Using ex vivo lymph node slices to monitor changes in molecular transport after vaccination

Abstract

Abstract Understanding dynamics in the lymph node has the potential to reveal disease mechanisms and inform the design of immunotherapies. To this end, our laboratory combines ex vivo slices of murine lymph node (LN) tissue with novel microfluidic culture systems to study dynamic responses to events such as vaccination or the growth of a tumor. We have developed systems for co-culture of tissue slices from multiple organs, e.g. tumor and LN, and to deliver inflammatory stimuli to local regions of ex vivo cultures. Here, we used the latter system to assess changes in molecular diffusion through the LN after vaccination with adjuvants of varied mechanism. Mice were vaccinated with ovalbumin adjuvanted with Alum, Poly I:C, Complete Freud’s Adjuvant (CFA), or a vehicle control (saline). Lymph node slices were collected on day 4, and the diffusion coefficients of a set of non-binding dextrans were measured by using microfluidic integrated optical imaging (microIOI), a method developed previously by our laboratory (Ross et. al, Anal Chim Acta, 2019).

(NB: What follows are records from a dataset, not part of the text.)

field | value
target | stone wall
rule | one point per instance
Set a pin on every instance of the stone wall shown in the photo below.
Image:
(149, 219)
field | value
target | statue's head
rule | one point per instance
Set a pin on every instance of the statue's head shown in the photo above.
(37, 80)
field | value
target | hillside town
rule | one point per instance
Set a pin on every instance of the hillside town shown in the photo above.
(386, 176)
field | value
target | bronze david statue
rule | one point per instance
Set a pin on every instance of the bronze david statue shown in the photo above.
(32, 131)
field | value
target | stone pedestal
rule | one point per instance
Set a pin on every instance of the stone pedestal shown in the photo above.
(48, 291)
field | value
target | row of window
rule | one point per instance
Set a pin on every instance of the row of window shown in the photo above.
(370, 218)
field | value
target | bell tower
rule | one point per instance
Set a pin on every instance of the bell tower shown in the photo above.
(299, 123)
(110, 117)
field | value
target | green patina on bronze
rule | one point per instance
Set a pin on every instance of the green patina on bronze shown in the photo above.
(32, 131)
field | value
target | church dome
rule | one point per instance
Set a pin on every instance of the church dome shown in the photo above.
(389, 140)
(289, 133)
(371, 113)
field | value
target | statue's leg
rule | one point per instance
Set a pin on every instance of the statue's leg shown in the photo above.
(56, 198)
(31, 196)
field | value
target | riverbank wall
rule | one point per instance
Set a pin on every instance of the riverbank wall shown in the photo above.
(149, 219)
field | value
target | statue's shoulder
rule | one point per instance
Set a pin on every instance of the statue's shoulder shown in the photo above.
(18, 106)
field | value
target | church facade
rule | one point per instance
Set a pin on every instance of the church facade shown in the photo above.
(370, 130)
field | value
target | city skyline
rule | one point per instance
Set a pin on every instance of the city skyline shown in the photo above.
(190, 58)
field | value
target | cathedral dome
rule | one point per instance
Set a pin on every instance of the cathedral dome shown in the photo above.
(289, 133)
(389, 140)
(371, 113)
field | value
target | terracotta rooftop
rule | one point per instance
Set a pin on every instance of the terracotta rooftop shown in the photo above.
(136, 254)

Smaller dextrans (3 and 10 kDa), but not larger ones (70 kDa), diffused significantly faster after vaccination with Poly I:C than with Alum or saline. These data suggested an expansion of the extracellular space with an upper limit of 6.0 nm, the Stokes radius of 70 kDa dextran. Consistent with this prediction, the diffusion coefficients of an antibody immunotherapy and its isotype control (IgG, 150 kDa) remained unaltered after vaccination. Next, we will test the extent to which changes in the stromal network correlate with the changes in diffusivity after vaccination, and continue to explore the use of ex vivo LN slices to inform models of intercellular communication in this organ and immunotherapy design.